I'm confused about this slide. The point is that y[2*i+1] = y[2*i] = result isn't valid ISPC code, right? I'm also not entirely sure what either program is attempting to achieve.

yixinluo

@Dave y[2*i+1] = y[2*i] = result; is equivalent to: y[2*i+1] = result; y[2*i] = result;. The drawback is not in the ISPC code, it is in the data-parallel/stream program above.

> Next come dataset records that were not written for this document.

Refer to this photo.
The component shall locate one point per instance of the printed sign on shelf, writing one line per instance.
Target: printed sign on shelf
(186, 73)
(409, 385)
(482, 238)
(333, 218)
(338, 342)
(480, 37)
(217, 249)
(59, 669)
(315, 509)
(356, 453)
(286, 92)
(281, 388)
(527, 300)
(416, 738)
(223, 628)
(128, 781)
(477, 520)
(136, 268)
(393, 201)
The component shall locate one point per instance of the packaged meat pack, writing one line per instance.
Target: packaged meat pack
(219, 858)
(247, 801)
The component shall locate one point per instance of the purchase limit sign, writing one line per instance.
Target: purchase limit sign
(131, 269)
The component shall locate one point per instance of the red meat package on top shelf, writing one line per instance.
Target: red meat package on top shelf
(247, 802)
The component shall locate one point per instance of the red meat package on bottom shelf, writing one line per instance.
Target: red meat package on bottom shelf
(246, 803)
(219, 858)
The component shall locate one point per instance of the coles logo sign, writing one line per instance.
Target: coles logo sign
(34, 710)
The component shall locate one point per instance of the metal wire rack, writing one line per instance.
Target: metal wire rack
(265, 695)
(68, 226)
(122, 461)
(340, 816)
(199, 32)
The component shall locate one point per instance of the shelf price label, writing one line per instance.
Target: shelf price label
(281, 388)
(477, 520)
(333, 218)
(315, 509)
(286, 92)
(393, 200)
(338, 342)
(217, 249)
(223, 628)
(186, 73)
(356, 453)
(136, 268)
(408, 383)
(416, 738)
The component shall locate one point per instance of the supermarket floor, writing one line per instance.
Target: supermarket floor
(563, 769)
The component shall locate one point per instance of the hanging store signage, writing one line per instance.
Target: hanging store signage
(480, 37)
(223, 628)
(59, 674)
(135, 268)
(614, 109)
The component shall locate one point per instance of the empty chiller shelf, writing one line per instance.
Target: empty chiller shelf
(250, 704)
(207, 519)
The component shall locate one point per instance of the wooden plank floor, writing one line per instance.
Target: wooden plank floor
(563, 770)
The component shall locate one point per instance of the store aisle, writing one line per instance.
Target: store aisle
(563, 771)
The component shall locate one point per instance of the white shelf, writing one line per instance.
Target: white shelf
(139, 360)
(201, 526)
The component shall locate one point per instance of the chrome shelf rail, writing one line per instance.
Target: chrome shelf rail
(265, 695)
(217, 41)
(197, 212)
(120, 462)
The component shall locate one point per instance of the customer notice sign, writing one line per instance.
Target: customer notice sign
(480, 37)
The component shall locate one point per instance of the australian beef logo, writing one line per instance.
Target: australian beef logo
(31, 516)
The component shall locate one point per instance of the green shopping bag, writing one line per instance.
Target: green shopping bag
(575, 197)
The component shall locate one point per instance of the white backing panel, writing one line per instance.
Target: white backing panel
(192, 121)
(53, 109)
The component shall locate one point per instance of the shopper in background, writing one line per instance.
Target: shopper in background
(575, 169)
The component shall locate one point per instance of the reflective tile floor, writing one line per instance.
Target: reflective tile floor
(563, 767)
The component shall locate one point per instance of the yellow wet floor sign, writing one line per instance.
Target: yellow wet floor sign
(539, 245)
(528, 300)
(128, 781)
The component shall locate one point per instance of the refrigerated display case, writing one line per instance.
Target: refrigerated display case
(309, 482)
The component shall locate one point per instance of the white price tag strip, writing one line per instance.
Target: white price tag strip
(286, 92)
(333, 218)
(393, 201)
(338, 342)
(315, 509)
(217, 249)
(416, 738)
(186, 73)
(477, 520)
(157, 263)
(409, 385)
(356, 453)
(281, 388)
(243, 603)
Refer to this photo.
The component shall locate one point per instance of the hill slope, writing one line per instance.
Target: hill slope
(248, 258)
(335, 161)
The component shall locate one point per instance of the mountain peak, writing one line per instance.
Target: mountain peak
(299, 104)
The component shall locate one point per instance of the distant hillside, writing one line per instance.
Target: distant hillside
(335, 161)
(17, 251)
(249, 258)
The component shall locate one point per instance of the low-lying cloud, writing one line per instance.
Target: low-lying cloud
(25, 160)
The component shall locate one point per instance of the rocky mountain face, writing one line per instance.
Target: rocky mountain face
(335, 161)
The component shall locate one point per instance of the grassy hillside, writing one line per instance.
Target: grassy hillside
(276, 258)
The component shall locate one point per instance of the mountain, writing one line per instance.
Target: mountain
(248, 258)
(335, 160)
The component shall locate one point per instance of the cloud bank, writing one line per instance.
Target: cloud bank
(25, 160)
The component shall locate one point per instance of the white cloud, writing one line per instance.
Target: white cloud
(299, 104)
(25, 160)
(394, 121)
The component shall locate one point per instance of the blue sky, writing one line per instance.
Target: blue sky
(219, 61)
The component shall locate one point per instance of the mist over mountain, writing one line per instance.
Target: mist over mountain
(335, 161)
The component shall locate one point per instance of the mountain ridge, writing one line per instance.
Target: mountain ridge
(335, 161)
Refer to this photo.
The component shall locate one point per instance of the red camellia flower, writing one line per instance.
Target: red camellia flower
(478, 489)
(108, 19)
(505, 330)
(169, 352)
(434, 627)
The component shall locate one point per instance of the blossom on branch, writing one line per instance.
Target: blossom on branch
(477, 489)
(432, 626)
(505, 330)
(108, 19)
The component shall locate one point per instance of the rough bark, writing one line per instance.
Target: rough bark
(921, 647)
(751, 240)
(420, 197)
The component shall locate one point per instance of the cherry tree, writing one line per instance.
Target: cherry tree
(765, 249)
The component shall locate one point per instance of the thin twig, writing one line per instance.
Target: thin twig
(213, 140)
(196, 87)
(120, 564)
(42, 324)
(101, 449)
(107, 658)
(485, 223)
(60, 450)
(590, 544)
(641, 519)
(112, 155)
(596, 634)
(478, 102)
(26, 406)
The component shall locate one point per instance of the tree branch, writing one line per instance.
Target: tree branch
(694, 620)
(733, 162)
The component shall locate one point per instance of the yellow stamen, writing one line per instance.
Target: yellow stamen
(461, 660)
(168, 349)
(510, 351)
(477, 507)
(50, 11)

My understanding of this slide is the following. ISPC syntax allows you to describe data parallel operations element-wise. While in stream programming syntax, you describe operations on streams of data. There is no problem if your program operates on a very regular stream (everything is in form of x[i], y[i], ...). However if your program involves some irregular stream such as y[2*i+1], y[x[3*i]], ... you will need a library of ad-hoc operators. If you are unlucky that the library does not contain the function you want (imagine you don't have stream_repeat in your library), you will have to implement this function in the library. And Kayvon's experience tells us this situation happens all the time with stream programming models.

bxb

I liked how during lecture Kayvon described ISPC as allowing the programmer to shoot themselves in the foot. Because that is the same way I describe C. I am of the opinion that if one wants to write high performance code, then relying on the compiler to generate the "best" output is not good enough. The convenience of having safety and built-in operations for more regular functions is nice, but having more control, at the cost at having to implement more by hand, seems to be more useful in the long run.

jmnash

I can definitely see where languages like ISPC would be more useful (when you want more specific control, the compiler won't generate efficient enough code, etc.) and when stream programming would be more useful (the compiler would probably make good choices, there is a lot of complication in preventing race conditions, etc.). And I agree that when you get to the point where you are writing parallel code on a lot of data, the extra performance you might be able to get from ISPC would be worth it. However, I think stream programming is useful especially when starting to learn about parallel code, because it abstracts away a lot of the more complicated things, and it also helps you form an intuition about parallelism. I'm sure this isn't true for everyone, but for me I think it was really useful to have taken 150 and 210 before this so I could understand parallelism better before really getting into the details.